The Saudi Islamic Affairs Ministry has recently announced new rules and regulations for observing the holy month of Ramadan in 2023. However, the rules have sparked criticism and have upset many Muslims worldwide.

Analyst Sami Hamdi expressed his opinion on Twitter that the new rules are a move towards a new Saudi identity that does not prioritize Islam as a major pillar. He stated, “MBS is pushing Islam out of public life.”

The regulations include prohibitions on the use of loudspeakers, i’tikaf without identification, prayer broadcasts, and iftar in mosques. Starting in 2023, there will be a ban on donations for mosques and the prohibition of after-sunset iftar meals in mosques. Children are not allowed to pray in mosques, and worshippers must bring their identification documents. The new rules also require that prayers be kept brief and that volume levels must be kept low, with the exception of the main mosques in Mecca and Medina. Additionally, no financial donations should be collected for projects to feed people who are fasting.
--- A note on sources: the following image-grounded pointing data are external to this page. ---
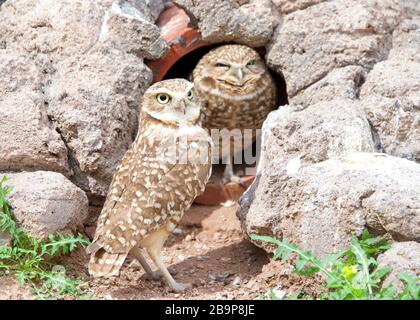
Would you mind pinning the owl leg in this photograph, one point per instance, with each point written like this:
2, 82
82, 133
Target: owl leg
154, 275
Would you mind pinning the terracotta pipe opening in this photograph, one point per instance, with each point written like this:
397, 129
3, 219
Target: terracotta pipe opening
186, 49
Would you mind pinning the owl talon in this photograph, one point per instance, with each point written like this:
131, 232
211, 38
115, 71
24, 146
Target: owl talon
153, 276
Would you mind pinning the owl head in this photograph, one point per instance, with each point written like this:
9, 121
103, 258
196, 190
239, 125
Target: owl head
172, 102
230, 70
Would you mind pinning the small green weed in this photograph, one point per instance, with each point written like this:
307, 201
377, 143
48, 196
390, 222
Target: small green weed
352, 274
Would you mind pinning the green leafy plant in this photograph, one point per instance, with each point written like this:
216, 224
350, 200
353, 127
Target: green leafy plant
31, 260
351, 274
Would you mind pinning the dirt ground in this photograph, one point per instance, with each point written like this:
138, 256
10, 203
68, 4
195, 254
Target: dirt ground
209, 251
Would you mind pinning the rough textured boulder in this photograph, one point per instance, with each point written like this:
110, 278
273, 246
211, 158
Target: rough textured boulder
403, 257
313, 42
89, 56
27, 137
287, 6
396, 125
340, 83
321, 206
398, 75
314, 134
46, 202
250, 23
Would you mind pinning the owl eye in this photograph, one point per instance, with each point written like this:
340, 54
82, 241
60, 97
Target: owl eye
163, 98
190, 95
251, 63
222, 65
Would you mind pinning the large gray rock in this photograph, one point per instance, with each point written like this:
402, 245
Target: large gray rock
251, 23
92, 77
399, 75
27, 137
287, 6
314, 134
95, 108
396, 125
402, 257
312, 42
127, 28
321, 206
46, 202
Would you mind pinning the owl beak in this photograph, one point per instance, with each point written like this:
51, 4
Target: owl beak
182, 106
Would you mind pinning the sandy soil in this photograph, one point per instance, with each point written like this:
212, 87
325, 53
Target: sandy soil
210, 252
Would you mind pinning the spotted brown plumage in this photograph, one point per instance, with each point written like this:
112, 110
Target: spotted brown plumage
159, 177
237, 92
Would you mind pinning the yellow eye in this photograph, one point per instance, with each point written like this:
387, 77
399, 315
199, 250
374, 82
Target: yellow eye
190, 95
163, 98
251, 64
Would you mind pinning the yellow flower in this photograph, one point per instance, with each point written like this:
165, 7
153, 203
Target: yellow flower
349, 271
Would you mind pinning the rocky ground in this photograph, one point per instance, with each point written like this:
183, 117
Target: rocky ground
342, 156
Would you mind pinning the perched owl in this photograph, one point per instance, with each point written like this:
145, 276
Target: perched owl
167, 166
236, 92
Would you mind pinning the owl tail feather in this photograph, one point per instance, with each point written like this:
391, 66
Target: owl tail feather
104, 264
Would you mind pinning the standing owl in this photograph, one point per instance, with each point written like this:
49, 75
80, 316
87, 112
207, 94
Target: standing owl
236, 92
166, 167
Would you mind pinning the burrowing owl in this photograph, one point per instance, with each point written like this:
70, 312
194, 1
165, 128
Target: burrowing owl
236, 92
166, 167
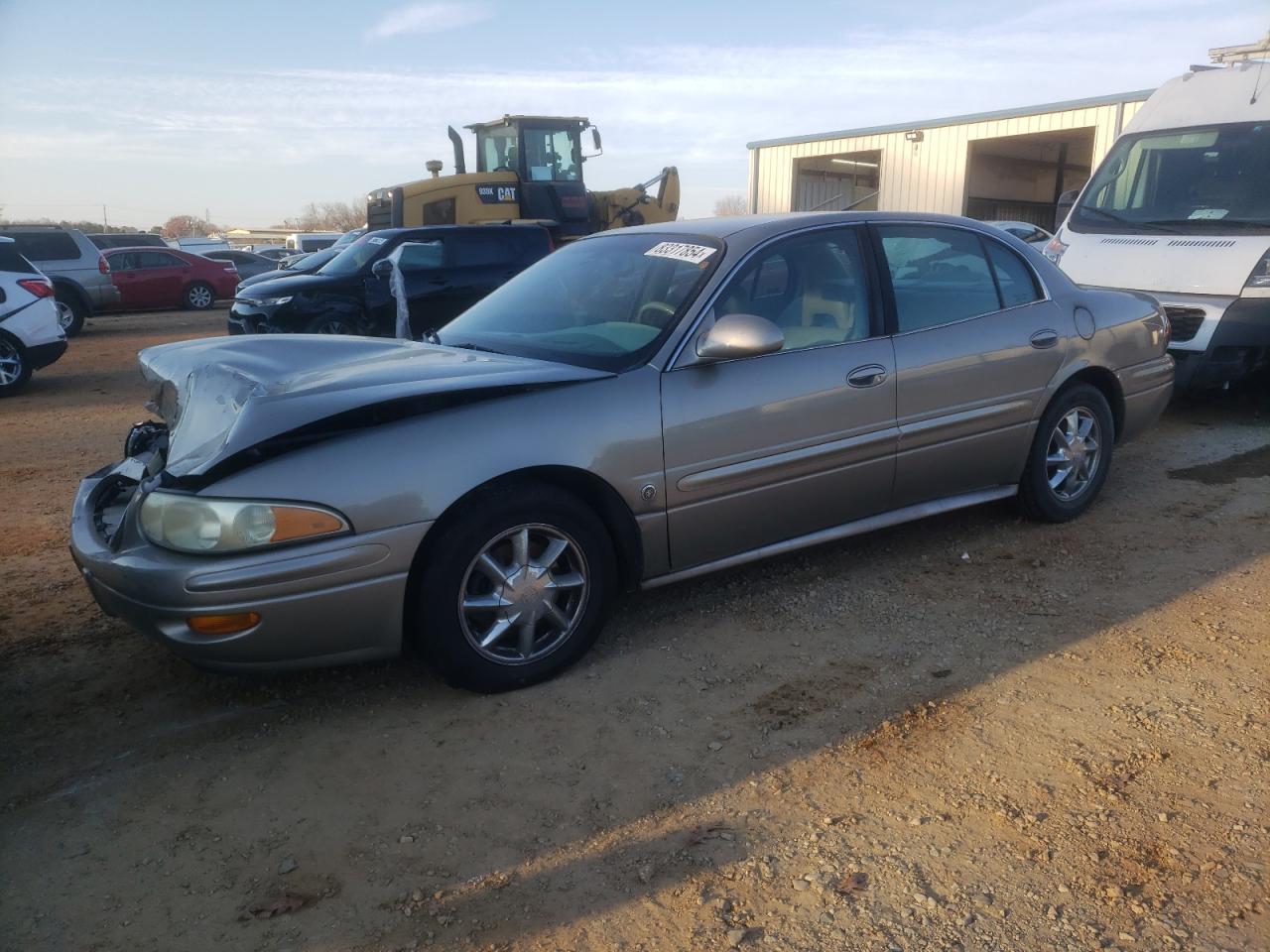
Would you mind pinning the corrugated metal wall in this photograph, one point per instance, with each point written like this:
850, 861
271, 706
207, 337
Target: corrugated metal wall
928, 176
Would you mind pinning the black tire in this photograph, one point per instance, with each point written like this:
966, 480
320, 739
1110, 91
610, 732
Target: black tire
199, 296
14, 367
441, 635
331, 324
71, 312
1039, 499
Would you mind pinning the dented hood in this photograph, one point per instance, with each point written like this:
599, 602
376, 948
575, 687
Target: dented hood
223, 395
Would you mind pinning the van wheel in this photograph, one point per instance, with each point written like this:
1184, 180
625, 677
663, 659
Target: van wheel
517, 590
70, 313
14, 367
199, 296
1070, 457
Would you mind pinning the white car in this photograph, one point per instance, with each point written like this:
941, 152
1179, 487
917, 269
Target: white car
31, 335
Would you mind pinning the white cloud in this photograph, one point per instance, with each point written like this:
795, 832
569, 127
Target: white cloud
427, 18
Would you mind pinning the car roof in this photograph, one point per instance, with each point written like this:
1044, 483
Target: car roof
757, 227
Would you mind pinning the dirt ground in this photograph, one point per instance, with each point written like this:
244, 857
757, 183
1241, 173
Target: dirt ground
971, 733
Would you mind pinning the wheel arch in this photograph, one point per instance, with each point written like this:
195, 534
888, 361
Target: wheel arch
590, 489
1105, 381
72, 289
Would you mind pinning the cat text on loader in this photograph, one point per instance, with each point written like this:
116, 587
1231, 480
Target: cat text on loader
529, 169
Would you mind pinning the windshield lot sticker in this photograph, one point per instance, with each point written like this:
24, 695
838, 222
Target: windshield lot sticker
680, 252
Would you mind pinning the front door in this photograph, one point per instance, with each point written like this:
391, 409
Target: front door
975, 345
767, 448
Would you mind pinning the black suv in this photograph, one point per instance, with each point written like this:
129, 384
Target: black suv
443, 270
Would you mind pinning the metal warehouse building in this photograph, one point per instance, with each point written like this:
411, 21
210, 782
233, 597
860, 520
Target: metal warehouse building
1001, 166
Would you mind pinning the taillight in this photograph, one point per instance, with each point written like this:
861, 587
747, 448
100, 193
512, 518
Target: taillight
40, 287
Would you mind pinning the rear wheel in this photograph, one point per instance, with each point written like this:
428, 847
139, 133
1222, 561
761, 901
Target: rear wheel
14, 367
1070, 457
517, 589
199, 296
70, 313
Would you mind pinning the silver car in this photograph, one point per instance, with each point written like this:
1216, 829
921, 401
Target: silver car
643, 407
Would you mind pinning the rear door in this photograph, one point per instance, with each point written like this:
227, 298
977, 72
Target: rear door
164, 276
772, 447
976, 341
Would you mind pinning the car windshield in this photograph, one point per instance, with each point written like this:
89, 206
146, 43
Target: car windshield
350, 258
606, 302
1197, 180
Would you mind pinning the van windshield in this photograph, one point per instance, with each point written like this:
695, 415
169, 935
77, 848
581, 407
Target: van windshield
1194, 180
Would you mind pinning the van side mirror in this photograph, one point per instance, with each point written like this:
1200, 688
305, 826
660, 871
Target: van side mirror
737, 335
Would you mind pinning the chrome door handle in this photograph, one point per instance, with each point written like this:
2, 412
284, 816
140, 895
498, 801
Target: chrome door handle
867, 376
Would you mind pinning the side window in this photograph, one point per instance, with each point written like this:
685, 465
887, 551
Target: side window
440, 212
158, 259
1015, 278
420, 255
939, 275
46, 245
481, 250
815, 289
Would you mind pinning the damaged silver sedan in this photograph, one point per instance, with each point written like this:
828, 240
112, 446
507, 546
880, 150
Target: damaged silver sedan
642, 407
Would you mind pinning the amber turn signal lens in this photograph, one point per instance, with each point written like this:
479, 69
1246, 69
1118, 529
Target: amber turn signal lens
291, 524
222, 624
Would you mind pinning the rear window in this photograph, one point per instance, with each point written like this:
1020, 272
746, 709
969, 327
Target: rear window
10, 261
46, 245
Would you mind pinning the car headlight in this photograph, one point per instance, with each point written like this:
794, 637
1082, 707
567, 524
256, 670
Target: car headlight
195, 525
1260, 277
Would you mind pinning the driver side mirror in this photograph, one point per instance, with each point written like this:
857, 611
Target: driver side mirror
737, 335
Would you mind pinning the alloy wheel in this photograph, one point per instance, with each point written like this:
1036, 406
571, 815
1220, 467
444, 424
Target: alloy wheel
10, 365
524, 594
1074, 453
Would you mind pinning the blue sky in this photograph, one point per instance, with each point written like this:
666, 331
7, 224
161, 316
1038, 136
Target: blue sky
253, 109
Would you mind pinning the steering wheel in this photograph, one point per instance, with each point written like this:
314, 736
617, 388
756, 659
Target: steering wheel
657, 307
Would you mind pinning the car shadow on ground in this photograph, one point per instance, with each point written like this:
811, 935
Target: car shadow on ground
640, 769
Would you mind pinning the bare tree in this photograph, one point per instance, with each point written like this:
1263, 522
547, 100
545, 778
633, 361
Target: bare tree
187, 226
330, 216
730, 204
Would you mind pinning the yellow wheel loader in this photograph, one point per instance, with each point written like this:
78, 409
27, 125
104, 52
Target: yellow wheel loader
529, 169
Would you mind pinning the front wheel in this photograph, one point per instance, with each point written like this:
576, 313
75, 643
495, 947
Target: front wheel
516, 590
14, 368
1070, 457
199, 296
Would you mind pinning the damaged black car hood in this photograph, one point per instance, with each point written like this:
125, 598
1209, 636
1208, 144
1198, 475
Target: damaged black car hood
225, 395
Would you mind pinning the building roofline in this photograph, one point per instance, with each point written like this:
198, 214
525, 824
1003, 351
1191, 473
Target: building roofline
959, 119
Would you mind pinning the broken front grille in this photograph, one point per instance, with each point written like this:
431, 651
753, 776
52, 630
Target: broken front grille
1185, 322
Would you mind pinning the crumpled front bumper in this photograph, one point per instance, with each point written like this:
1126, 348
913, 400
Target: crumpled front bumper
327, 602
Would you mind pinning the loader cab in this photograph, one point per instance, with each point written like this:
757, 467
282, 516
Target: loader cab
545, 153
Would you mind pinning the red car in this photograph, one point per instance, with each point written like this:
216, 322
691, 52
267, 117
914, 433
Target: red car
154, 277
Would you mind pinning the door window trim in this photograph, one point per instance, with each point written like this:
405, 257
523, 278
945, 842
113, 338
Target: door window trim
889, 291
873, 277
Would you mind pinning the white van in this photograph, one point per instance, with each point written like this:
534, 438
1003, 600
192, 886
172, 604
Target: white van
313, 240
1180, 208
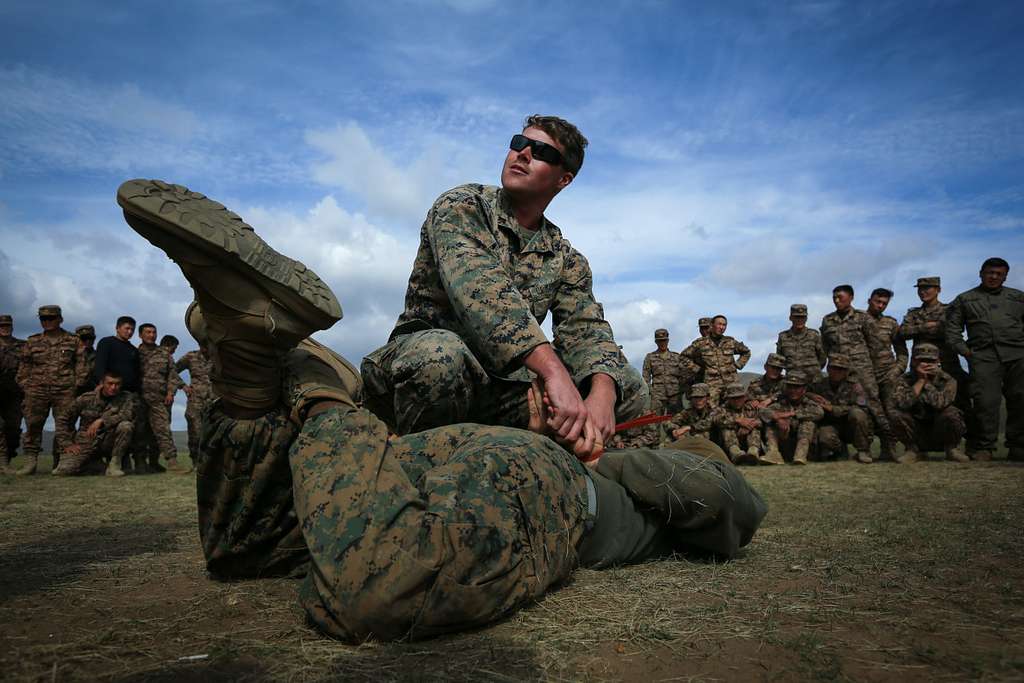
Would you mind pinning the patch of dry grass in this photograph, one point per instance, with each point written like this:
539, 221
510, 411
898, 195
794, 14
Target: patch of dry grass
859, 572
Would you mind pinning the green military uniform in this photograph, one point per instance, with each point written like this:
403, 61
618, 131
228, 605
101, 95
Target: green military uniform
802, 348
994, 323
480, 288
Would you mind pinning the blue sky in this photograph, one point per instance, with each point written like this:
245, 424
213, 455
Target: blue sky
743, 156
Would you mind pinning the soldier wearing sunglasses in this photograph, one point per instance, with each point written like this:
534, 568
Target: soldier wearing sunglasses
489, 268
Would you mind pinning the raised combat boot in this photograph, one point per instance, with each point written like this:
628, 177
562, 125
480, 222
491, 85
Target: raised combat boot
256, 303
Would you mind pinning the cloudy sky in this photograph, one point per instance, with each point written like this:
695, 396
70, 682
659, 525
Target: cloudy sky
743, 156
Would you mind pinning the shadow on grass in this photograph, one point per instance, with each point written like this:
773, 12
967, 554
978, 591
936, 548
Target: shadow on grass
34, 567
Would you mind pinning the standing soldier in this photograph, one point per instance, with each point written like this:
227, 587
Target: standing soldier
890, 357
927, 324
159, 385
800, 345
48, 374
845, 406
10, 393
200, 393
660, 371
926, 418
86, 336
715, 355
993, 315
791, 422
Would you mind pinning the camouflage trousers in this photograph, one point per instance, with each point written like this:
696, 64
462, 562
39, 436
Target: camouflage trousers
942, 430
431, 379
854, 427
38, 403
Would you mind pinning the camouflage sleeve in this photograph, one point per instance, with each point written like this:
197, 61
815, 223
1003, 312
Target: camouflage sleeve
582, 335
744, 354
954, 327
496, 318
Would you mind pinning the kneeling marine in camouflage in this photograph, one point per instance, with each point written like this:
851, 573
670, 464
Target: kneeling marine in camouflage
407, 537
After the order was shared on Twitter, there was disagreement from some users. One user acknowledged the rationale behind some points, but disagreed with others. The user emphasized that all Muslims should be treated equally, regardless of nationality or ethnicity, and that small tents should be allowed for people to gather, socialize, and connect during the holy month.

Other users called the new rules “pathetic nonsense” and “another attempt to slowly remove Islam.” It is important to note that Ramadan is a time of worship and celebration, and it is crucial to respect the traditions and practices of all Muslims during this sacred time.